Tatsächlich ist die Dezemberbilanz eine Momentaufnahme und im konkreten Fall nur bedingt aussagekräftig. Denn der Mitte Dezember begonnene zweite Lockdown ist in den jetzt vorgelegten Zahlen noch gar nicht berücksichtigt, weil der Stichtag für die Datenerhebung vor dem Start des Lockdowns lag. Vergleicht man jedoch die aktuellen Arbeitslosenzahlen mit denen aus dem Dezember 2019, werden die Auswirkungen der Corona-Krise deutlich: Vor einem Jahr gab es in Berlin noch 52.238  Arbeitslose weniger. Binnen eines Jahres stieg die ihre Zahl somit um 35 Prozent, unter Jugendlichen und Menschen mit Migrationshintergrund sogar um mehr als 40 Prozent.

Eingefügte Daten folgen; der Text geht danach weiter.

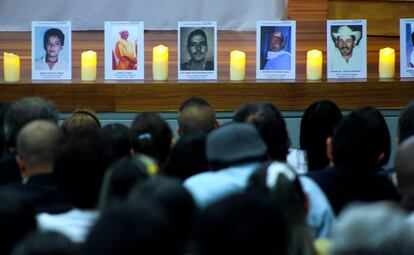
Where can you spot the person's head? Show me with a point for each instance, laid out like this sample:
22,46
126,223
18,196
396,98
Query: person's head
277,41
404,166
80,165
278,181
357,142
53,42
233,144
37,144
118,135
384,138
131,230
44,243
197,45
317,124
81,117
122,176
23,111
196,114
188,157
406,122
151,135
242,224
124,34
175,201
17,219
270,124
371,229
345,40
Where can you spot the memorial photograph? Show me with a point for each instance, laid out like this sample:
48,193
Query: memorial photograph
124,44
197,46
51,50
346,43
276,45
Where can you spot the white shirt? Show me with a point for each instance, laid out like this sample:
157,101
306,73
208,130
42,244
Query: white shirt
41,65
338,62
74,224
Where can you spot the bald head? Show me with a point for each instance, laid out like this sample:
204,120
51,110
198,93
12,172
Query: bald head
404,165
196,114
37,142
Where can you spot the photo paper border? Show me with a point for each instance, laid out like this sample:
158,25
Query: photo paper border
197,74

Grafik: BLZ/Hecher, Quelle: Bundesagentur für Arbeit

Dabei hat Kurzarbeit noch Schlimmeres verhindert. Nachdem schon im November wieder mehr Berliner Betriebe Kurzarbeit angezeigt hatten, blieb dies auch im Dezember auf diesem Niveau. Insgesamt 2708 Betriebe meldeten im Dezember für 21.000 Mitarbeiter Kurzarbeit an. Wie viele Beschäftigte tatsächlich kurz arbeiten, lässt sich laut Arbeitsagentur erst frühestens im März sagen. Schätzungen zufolge dürften derzeit mehr als 100.000 Berliner auf Kurzarbeit gesetzt sein – vor allem im Gastgewerbe, im Einzelhandel, der Tourismusbranche sowie verschiedenen Dienstleistungsbereichen. Insgesamt sei nach Arbeitsagenturangaben bislang etwa eine Milliarde Euro als Kurzarbeitergeld gezahlt worden. Geld, mit dem ein schneller Neustart der Betriebe ermöglicht und Arbeitslosigkeit vermieden werden soll. Arbeitsmarktforscher schätzen, dass  Berlin ohne die Kurzarbeitergeldregelung mindestens 100.000 Arbeitslose mehr hätte.

Dabei sind die Zahlen der Arbeitslosenstatistik auch so schlimm genug, zumal sie nur die halbe Wahrheit verraten. Minijobber etwa sind darin gar nicht erfasst. Es tauchen dort auch nicht jene mehr als 11.000 Solo-Selbstständigen auf, die ihre Arbeit in den vergangenen Monaten verloren und Grundsicherung beantragt haben. Auch Menschen, die 58 Jahre und älter sind und denen der Statistik-Methodik nach keine hohe Wahrscheinlichkeit für eine Vermittlung in den Arbeitsmarkt unterstellt wird, finden keinen Platz im veröffentlichten Zahlenwerk der Arbeitsagentur. Wer krank ist oder gerade eine Weiterbildung macht, wird in einem Unterpunkt der Arbeitslosenstatistik aufgeführt. Dort wird die aktuelle Arbeitslosenquote mit 12,5 Prozent angegeben, während die offizielle bei 10,1 Prozent liegt.

Grafik: BLZ/Hecher, Quelle: Bundesagentur für Arbeit

Bundesweit liegt die offizielle Arbeitslosenquote aktuell bei 5,9 Prozent. Im Dezember war die Zahl der Arbeitslosen um 8000 auf über 2,7 Millionen gestiegen. Im Vorjahresvergleich gingen damit in Deutschland 480.000 Jobs verloren. Die Arbeitslosenzahlen stiegen um 21,6 Prozent.